Poverty, hunger, and conflict continue to hold the global population hostage from attaining the freedom and community that serve the welfare of all. To achieve social change, response to cultural diversity goes beyond tolerance, sensitivity, or competence to include effective partnership
VALUES: Abundance Thinking and Partnership in Diversity organize the interests, energies and intentions of diverse populations toward social change. Conviviality as social change not only serves the highest aspirations of the human family but is a global imperative for its well-being .
A Liberation Psychology makes a preferential option for the poor, but at the same time does not neglect the privileged who share the same social influences.
MISSION:
To address the deleterious effects of poverty on the mental-health of children and youth by serving as a pathfinding resource, through consultation and training, in envisioning Conviviality as Social Change.
Social Considerations
A consequence of the inequitable Social System, that we experience both nationally and globally, is division between the “entitled” (the “haves”) and the “disenfranchised” (the “have nots”). This experience is reinforced by culturally conditioned labels and stories.
The Growth of Poverty
According to a recent analysis of the 2005 Census, 16 million Americans are living in extreme poverty (defined as a single wage-earner earning $5000 a year or less.) This is 26% growth of the severely poor from 2000 to 2005. California has the highest number of people in extreme poverty (1.9 million).

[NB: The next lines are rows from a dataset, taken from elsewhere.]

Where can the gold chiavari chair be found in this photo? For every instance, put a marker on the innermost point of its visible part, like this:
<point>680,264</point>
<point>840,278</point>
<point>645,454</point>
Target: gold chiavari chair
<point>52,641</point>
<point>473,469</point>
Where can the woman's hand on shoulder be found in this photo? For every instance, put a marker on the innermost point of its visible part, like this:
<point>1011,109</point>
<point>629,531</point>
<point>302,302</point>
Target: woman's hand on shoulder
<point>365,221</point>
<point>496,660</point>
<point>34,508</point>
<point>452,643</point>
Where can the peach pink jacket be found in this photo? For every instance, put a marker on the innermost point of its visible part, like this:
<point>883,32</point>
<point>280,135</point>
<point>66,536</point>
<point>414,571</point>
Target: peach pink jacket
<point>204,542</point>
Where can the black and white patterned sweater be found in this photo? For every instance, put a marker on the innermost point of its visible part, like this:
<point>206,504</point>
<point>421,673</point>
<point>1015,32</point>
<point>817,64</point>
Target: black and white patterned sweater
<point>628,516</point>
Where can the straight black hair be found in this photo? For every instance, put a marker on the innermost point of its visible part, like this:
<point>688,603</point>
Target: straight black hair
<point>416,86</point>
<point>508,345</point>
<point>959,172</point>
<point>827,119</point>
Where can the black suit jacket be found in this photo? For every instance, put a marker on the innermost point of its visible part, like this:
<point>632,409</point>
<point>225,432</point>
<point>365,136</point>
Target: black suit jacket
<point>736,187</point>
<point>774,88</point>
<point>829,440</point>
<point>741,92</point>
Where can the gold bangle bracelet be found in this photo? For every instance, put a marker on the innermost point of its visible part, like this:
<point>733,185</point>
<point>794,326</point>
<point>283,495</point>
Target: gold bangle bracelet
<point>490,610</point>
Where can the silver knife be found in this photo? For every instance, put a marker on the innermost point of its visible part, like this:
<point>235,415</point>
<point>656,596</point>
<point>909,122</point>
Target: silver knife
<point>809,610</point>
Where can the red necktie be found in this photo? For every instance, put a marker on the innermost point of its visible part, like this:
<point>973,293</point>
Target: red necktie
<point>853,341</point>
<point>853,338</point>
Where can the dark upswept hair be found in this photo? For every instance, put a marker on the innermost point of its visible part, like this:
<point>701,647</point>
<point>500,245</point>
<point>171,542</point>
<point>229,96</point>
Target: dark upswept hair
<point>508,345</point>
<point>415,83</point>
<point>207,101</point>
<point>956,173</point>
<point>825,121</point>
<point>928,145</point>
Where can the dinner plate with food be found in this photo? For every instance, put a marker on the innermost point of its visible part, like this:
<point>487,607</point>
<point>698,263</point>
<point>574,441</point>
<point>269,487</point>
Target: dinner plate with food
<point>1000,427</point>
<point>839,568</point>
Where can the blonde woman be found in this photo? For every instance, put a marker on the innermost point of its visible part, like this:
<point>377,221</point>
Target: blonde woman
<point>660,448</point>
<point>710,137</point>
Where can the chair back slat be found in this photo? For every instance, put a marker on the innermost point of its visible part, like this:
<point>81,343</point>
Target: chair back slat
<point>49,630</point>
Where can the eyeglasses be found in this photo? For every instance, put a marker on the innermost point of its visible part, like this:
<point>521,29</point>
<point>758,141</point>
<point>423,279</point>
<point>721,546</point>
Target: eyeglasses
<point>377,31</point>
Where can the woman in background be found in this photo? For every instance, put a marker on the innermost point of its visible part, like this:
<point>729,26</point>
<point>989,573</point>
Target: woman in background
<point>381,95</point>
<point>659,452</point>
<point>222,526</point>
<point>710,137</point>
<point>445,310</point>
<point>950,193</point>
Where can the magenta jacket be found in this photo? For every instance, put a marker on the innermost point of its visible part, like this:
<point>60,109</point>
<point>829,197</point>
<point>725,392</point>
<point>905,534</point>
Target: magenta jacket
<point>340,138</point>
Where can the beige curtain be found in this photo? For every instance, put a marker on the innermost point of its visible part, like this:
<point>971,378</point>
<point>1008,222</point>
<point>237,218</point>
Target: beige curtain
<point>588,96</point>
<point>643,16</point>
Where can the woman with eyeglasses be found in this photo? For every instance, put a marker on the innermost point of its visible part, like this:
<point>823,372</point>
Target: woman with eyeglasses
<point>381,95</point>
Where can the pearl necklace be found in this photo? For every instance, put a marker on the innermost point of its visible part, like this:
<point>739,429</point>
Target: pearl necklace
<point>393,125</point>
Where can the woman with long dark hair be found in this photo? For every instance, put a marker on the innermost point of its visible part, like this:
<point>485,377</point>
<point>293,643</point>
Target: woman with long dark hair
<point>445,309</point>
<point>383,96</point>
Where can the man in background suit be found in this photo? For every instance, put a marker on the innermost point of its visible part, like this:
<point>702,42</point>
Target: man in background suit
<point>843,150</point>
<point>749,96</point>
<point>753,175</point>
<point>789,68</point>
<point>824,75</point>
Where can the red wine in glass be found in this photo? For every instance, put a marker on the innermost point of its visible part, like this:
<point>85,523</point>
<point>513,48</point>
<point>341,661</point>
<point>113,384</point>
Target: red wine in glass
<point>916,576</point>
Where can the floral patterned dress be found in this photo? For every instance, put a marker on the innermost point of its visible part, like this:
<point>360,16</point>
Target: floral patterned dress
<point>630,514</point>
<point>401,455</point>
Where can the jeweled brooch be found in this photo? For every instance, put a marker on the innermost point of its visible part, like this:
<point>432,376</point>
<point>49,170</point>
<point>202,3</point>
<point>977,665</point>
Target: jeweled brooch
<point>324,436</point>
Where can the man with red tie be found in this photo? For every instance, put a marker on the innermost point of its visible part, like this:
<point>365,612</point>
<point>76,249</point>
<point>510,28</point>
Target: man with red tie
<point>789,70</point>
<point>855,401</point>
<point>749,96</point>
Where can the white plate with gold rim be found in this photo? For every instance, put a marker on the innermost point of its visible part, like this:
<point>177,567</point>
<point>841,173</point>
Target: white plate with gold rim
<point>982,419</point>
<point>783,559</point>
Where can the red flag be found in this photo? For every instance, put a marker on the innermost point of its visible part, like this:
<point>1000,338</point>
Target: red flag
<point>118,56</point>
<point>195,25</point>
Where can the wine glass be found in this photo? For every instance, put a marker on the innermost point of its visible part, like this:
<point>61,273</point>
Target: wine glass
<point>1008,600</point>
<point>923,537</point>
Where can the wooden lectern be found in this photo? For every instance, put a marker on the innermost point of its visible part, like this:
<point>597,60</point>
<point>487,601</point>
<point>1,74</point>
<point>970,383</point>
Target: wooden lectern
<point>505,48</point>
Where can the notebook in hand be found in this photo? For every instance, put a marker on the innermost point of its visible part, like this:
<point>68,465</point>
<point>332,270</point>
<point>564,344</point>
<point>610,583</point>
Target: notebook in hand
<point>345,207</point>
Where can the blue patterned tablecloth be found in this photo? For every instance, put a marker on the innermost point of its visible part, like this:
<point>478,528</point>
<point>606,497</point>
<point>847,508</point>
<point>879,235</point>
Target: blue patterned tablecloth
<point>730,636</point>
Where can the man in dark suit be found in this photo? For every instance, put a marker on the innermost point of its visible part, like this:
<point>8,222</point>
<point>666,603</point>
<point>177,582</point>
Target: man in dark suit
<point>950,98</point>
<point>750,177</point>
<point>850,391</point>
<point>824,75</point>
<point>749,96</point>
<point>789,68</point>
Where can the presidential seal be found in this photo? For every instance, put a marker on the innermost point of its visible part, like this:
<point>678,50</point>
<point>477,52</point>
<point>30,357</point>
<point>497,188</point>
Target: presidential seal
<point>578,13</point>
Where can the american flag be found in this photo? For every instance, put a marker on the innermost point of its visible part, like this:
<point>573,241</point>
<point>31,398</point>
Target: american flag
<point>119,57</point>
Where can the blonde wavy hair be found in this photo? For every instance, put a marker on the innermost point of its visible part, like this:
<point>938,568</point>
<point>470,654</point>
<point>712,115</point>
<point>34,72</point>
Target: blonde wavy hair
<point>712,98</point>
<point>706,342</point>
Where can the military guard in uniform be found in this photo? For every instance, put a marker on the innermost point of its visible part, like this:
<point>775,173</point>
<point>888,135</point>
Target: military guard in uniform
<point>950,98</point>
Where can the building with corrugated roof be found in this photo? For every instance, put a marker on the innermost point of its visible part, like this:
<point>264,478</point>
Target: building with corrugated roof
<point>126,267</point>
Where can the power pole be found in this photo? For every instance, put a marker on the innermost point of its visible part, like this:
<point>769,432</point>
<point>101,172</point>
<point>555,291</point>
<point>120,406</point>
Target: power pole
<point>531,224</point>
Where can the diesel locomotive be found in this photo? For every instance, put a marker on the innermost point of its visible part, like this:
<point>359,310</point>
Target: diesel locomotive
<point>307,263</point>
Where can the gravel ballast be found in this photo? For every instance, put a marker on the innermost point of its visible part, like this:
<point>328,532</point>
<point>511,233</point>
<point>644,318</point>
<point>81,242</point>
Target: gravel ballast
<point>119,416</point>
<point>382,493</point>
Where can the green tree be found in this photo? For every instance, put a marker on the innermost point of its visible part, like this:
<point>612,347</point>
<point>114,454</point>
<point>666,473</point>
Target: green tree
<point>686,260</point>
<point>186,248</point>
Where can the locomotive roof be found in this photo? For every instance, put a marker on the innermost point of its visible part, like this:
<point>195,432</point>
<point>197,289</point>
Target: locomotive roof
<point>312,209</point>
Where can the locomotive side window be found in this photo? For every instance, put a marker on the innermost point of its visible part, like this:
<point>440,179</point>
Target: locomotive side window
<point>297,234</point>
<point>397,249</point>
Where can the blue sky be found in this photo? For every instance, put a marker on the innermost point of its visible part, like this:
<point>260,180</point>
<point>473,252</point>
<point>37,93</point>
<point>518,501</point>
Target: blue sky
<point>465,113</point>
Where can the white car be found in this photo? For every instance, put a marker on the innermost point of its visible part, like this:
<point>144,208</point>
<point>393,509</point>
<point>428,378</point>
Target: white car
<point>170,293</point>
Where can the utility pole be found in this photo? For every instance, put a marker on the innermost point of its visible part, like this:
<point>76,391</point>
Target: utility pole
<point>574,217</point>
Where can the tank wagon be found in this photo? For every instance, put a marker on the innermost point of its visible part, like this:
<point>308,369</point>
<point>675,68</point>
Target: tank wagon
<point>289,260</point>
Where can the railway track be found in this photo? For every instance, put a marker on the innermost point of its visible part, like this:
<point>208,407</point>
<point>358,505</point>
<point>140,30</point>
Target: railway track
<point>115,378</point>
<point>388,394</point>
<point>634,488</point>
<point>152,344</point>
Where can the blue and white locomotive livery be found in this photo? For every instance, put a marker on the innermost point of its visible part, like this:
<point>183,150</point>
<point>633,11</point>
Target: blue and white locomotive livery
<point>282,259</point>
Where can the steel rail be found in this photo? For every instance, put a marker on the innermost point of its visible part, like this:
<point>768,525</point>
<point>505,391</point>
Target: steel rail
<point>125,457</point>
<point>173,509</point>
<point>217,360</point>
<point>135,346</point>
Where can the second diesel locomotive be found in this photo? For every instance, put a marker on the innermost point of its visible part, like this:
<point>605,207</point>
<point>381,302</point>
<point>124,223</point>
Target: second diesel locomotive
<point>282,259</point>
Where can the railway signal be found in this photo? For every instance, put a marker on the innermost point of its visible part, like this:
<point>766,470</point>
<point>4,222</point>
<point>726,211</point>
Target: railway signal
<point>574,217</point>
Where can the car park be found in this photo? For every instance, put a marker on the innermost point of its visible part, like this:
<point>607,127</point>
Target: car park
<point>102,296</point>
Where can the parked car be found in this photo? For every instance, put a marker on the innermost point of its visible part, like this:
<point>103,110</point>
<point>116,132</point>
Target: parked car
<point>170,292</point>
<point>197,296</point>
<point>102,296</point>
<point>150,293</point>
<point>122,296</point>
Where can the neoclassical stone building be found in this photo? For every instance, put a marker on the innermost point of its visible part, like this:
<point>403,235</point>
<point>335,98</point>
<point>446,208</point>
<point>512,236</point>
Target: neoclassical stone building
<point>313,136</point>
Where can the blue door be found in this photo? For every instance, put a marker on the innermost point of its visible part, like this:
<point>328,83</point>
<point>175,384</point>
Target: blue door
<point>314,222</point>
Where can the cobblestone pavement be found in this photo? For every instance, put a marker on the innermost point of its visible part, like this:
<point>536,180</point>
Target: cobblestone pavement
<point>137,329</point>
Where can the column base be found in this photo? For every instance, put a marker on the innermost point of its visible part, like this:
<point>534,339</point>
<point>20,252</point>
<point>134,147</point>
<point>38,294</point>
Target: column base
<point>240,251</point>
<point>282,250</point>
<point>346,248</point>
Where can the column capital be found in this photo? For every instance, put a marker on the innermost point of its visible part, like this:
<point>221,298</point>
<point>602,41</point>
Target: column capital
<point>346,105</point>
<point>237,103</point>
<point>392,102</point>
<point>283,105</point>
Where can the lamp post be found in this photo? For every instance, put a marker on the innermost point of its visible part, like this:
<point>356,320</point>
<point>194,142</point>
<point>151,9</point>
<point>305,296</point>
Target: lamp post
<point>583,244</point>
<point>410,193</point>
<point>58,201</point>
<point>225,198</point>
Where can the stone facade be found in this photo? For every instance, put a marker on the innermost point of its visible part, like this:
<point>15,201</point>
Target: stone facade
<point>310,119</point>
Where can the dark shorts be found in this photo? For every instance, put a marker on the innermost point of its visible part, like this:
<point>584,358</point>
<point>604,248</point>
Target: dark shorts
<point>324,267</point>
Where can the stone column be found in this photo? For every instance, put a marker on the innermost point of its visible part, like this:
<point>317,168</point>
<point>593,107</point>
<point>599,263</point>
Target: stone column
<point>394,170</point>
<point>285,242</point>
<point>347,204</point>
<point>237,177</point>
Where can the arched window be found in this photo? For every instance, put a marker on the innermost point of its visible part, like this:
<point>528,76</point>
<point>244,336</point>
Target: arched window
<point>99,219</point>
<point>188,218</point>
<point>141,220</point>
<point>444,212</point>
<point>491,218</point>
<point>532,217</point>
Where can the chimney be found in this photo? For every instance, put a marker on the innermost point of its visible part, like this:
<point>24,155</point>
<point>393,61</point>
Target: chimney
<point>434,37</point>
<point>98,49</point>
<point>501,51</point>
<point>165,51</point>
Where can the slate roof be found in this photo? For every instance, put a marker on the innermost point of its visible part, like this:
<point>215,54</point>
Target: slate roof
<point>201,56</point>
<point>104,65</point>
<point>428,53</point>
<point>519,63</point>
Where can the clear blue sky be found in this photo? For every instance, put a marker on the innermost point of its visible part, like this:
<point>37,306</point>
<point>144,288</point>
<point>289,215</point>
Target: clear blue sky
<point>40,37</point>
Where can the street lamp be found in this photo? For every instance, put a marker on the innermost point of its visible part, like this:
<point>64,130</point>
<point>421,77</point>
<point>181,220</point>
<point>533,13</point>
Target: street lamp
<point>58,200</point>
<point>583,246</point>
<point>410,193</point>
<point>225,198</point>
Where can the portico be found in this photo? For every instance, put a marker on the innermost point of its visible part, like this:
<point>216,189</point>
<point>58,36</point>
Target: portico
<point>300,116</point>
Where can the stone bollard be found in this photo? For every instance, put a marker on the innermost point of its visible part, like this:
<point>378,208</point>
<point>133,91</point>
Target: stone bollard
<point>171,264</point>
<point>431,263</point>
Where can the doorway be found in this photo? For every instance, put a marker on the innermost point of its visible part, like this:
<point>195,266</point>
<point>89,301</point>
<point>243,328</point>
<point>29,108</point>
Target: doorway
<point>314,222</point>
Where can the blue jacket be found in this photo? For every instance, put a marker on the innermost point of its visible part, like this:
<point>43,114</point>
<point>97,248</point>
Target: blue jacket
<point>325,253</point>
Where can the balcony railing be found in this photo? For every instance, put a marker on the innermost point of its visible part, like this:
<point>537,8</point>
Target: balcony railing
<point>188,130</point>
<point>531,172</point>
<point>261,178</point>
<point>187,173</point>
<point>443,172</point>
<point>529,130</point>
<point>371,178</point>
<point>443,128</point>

Most live in the Central Valley, where the depth of poverty is comparable to Appalachia. African Americans are 3x as likely to live in deep poverty than Whites; Hispanics are 2x as likely. The subsequent housing crisis and raise in gas prices drive that figure up even higher.
Global Poverty continues to plague a significant number of people around the world. Over 1 billion people—1 in 6 people—live in extreme poverty, defined in global terms as living on less than $1 a day.
The Corrosive Effect of Poverty on the Mental Health
Poverty bankrupts the environment and inhibits the kind of healthy social and emotional development of children that fosters resiliency. Poverty limits resources so that those with severe psychiatric illness cannot get the help they need.1 “Untreated depression can make a poor person destitute.” Poverty engenders a social environment characterized by hopelessness and disenfranchisement, leading to substance abuse and violence. This occasions a deterioration of communities, neighborhoods, and, ultimately, families. Poverty deepens the chasm between social classes, with economic divisions often following racial lines, thereby reinforcing envy, conflict, and discrimination.
Intervention People dedicated to improving the mental-health condition of children and youth must take into account the associated social issues. They are additionally called to address social change in a way that alleviates the divisions that fragment society.